On the horns of a dilemma: Water transfer from Caspian Sea to central Iran Political and military events
Water transfer from the Caspian Sea in northern Iran to the central province of Semnan has been a controversial scheme which has put many on the horns of the dilemma.
Uneven water resource distribution and imbalanced water demand of the human society makes water transfer inevitable. Water transfer has been a method to alleviate and even resolve the urgent demand of the water-stressed areas.
A number of countries have made attempts and have achieved enormous benefits.
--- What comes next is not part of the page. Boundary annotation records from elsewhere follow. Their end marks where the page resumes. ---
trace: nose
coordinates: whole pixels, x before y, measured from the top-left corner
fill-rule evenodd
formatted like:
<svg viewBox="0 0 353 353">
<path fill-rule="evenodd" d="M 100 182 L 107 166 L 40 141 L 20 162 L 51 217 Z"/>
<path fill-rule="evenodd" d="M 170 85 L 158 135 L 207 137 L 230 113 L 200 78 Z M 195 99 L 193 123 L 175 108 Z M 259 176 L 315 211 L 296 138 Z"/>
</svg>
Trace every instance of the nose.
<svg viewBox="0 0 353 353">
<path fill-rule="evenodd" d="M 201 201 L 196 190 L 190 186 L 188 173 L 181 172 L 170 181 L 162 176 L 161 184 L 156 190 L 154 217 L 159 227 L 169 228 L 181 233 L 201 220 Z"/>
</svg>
However, it definitely involves changes in the ecological environment in different basins.
Department of Environment gives the green light
On January 5 chief of Department of Environment Issa Kalantari told ILNA news agency that he has no objection to water transfer from the Caspian Sea to the central parts of the country.
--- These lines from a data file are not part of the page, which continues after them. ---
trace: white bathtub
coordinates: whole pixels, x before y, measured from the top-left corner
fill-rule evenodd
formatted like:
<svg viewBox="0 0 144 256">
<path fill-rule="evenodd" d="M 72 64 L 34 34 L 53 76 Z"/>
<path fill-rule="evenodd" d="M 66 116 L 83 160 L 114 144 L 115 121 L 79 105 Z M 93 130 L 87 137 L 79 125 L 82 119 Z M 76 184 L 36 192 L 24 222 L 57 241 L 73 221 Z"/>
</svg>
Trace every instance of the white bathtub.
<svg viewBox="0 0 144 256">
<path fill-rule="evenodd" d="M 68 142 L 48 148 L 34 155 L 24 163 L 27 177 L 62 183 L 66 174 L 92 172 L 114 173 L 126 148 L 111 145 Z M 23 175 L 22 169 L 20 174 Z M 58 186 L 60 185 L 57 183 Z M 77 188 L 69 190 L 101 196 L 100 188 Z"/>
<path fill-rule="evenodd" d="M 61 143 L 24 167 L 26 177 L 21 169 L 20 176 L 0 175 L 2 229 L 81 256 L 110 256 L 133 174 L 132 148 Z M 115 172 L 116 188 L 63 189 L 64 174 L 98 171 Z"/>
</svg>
“Providing potable water as well as water needed for industrial purposes is a must for the government by any means and water transfer from the Caspian Sea is one of those means,” Kalantari said.
Transferring water from the sea is alright provided that the environmental impact of the scheme is assessed, he said, adding that water transfer can be both good and bad.
He also highlighted that more than 100 percent of renewable water resources are being used in the country with agriculture sector being the biggest consumer saying that water transfer for agricultural use is not acceptable.
He went on to say that enviornmtal activist are not weighing up the matter properly the negativity is not good for the environment.
The environment chief also said that water shortage in central Iran would result in forced migration of the residents to Tehran.
Inquired about environmental consequences of water transfer from the Caspian Sea he explained that the volume of water in the Caspian Sea is about 80,000 billion cubic meters and transferring 100 million cubic meters of water won’t affect water level at the sea.
Moreover, he added, other littoral countries have already installed pipes for gas and oil transfer deep into the sea which is against the law and Iran can also transfer water from the sea without negotiations.
Mentioning the increased salinity of water by using desalination plants, Kalantari explained that the Persian Gulf littoral countries are desalinating billions of cubic meters of water and causing great problems for the Persian Gulf but the Iranian media are criticizing the government for desalinating only 1 billion cubic meters of water annually.
We should safeguard our national interest, he suggested, restating that transferring water for agricultural purposes is not economically justifiable but for drinking and industrial purposes is a must.
He also ensured the public that the process will be done with the lowest environmental impacts possible.
Parliament opposes the plan
According to a report by the YJC published on January 11, Mohammad Ali Shaeri, head of the agriculture committee of Majlis (Iranian Parliament), said the Caspian Sea is an enclosed body of water and any changes to it would endanger its ecology.
Water transfer from the Caspian Sea is a threat to the sea and should the project goes into effect the sea level will drastically drop and it will be dried out, Shaeri warned.
By implementing the scheme other provinces such as Tehran, North Khorasan, and other central regions would request water transfer from the Caspian Sea which would be a threat to the sea.
He further explains that carrying out this plan is an “ultimate betrayal” as it carries huge environmental and economic consequences.
In addition to environmental damages to the sea water transfer from the Caspian Sea can endanger the forests as well, he lamented.
The project will breed environmental and social consequences both for the donor and recipient basin as such plans are proved to be environmentally unsustainable.
Mohammad Torbatinejad, who is the spokesman for agriculture committee of Majlis said on January 9 that according to the national budget bill for the next Iranian calendar year (starting on March 21, 2019), no water will be transferred from enclosed bodies of water regarding its probable environmental consequences.
Forests, national land areas are in danger
Aziz Abesi, an environmental expert, has also mentioned the environmental, social and economic impacts of the scheme.
“Installing pipes and building roads would definitely cause irreparable damages to the sensitive ecology of Hyrcanian forests,” he warned.
Moreover, as Alborz mountainous region is prone to earthquakes and land subsidence the pipes can easily break and salt water can cause damages to the national land areas, he added.
The dangers facing the environment
According to the US National Library of Medicine National Institutes of Health, the positive impacts include adding new basins for water-deficient areas, facilitating water cycle, improving meteorological conditions in the recipient basins, mitigating ecological water shortage, repairing the damaged ecological system, and preserving the endangered wild fauna and flora.
However, the negative impacts include salinization and aridification of the donor basins, damage to the ecological environment of the donor basins and the both sides of the conveying channel system, increase of water consumption in the recipient basins, and spread of diseases, etc.
As water transfer has enormous ecological risk, it is necessary to comprehensively analyze the inter-basin water balance relationship, coordinate the possible conflicts and environmental quality problems between regions, and strengthen the argumentation of the ecological risk of water transfer and eco-compensation measures.
In addition, there are some effective alternative measures for water transfer, such as attaching importance to water cycle, improving water use efficiency, developing sea water desalination, and rainwater harvesting technology, etc.